The American College of Pediatrics released an eight-point statement entitled Gender Ideology Harms Children. The very timely statement was published on the ACP’s website just before the Federal directive to allow public school children to use the bathrooms associated with their gender identity.
At the top of the statement the ACP “urges educators and legislators to reject all policies that condition children to accept as normal a life of chemical and surgical impersonation of the opposite sex. Facts – not ideology – determine reality.”
The eight points stated as to how and why gender ideology harms children include: the objectivity of genetic markers “XY” and “XX”, the dangers of puberty-blocking hormones, the need to continually use cross-sex hormones into adolescence and later life, and a higher rate of suicide. The eighth and most radical point states “Conditioning children into believing that a lifetime of chemical and surgical impersonation of the opposite sex is normal and healthful is child abuse.”

This final point initially may come across as opinionated and harsh as well as less based in science than the others. But the ACP goes on to elaborate that endorsing such policies will lead more parents to bring their children to “gender clinics” for puberty blocking drugs thus leading them to be more apt to continuing formal lifetime on artificial hormones which contain known carcinogens. As well as mutilation of otherwise healthy body parts.
But if a person truly believes they are transgender won’t they pursue these means for the rest of their lives anyway? This leads to the discussion of two of the ACP’s points yet to be mentioned in this article. The fifth point states “According to the DSM-V, as many as 98% of gender confused boys and 88% of gender confused girls eventually accept their biological sex after naturally passing through puberty.”

The DSM-V is an abbreviated form of the American Psychiatric Association’s Diagnostic and Statistical Manual of Mental Disorders, Fifth Edition, which was published in 2013. The fifth point is used to back up the notion that such childhood gender disorders would be resolved after puberty. Whether we’d like to admit it or not, much of the general populous can identify with such a feeling from their childhood, either in the form of being labeled a tomboy for preferring roughhousing or labeled a sissy for being more of a mild-mannered boy. Will any child that deviates from the “gender norm” now be labelled as transgender and encouraged to take hormones? This takes us to point number two.
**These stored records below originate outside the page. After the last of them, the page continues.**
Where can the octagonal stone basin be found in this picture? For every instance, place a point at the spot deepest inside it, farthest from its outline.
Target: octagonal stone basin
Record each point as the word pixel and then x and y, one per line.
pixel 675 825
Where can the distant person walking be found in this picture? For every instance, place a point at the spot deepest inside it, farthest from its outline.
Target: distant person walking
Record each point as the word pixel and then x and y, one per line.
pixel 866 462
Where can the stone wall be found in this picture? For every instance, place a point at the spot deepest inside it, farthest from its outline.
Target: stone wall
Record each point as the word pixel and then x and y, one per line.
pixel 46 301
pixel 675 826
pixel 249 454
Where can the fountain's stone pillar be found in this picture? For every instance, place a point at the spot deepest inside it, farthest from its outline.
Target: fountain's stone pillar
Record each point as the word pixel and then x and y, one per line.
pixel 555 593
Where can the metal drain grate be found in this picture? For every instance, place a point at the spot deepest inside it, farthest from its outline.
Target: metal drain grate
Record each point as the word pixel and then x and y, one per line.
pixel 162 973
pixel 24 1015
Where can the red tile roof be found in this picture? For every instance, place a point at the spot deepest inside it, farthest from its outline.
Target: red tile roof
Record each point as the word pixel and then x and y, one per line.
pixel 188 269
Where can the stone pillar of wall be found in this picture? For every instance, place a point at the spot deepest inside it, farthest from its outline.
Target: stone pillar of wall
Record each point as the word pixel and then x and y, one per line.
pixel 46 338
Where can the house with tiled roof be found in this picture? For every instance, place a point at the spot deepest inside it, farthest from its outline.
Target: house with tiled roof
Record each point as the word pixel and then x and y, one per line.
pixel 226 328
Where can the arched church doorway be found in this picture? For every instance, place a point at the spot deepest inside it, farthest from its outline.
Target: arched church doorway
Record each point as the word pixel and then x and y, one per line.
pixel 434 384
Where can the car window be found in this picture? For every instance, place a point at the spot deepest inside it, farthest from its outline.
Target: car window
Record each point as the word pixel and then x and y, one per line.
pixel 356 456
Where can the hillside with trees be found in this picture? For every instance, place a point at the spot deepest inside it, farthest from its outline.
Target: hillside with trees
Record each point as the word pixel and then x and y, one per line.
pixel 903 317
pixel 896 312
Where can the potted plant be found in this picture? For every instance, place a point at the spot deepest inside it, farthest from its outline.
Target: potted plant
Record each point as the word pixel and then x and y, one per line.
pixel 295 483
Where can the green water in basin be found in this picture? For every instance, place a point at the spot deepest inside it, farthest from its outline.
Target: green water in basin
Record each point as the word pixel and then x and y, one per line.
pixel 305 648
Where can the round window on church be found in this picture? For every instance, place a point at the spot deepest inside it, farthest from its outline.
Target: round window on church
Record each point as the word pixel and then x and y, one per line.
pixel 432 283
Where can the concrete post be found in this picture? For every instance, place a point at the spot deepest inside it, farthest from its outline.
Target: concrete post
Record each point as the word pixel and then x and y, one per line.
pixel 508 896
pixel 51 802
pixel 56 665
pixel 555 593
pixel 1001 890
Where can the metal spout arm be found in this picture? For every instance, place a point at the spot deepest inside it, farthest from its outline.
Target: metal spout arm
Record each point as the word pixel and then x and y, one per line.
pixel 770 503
The ACP’s second point states “No one is born with a gender. Everyone is born with a
biological sex. Gender (an awareness and sense of oneself as male or female) is a sociological and psychological concept; not an objective biological one.”
This harkens back to the last point discussed. In society “gender norms” are so deeply ingrained into the psyche that any deviation is seen as a problem, and problems must be solved. When gender itself is completely a social construct. A person’s XX or XY chromosomes can never change, but how they perceive themselves can. The problem is in the thinking that there is something wrong with Billy liking to play with baby dolls, when wouldn’t we want him to care for babies if he becomes a father? Or that thinking there is something wrong with Suzie wanting short hair and not liking uncomfortable, dressy clothing when, isn’t vanity a major downfall of many women? What is baffling is the immense push to conform by parents that praise their child as being an “individual” while allowing them to take drugs to enable them to conform with a perceived gender ideal.

To be completely fair, many have opposed these statements since they were published. Many counter-articles have been written on how the ACP is full of bigots, and is backed by the Conservative Right. But, ACP did cite 11 independent scientific studies to back its claims. In the “free” world the rights of adults have always been more numerous than those of children. An adult may live their life in any way they chose as long as it is within the bounds of the law. But should a child, whose brain is not yet fully developed until the age of 25 according to modern science, be allowed to the rights to such life-changing decisions? And if not the child, should the guardian be entitled to such rights?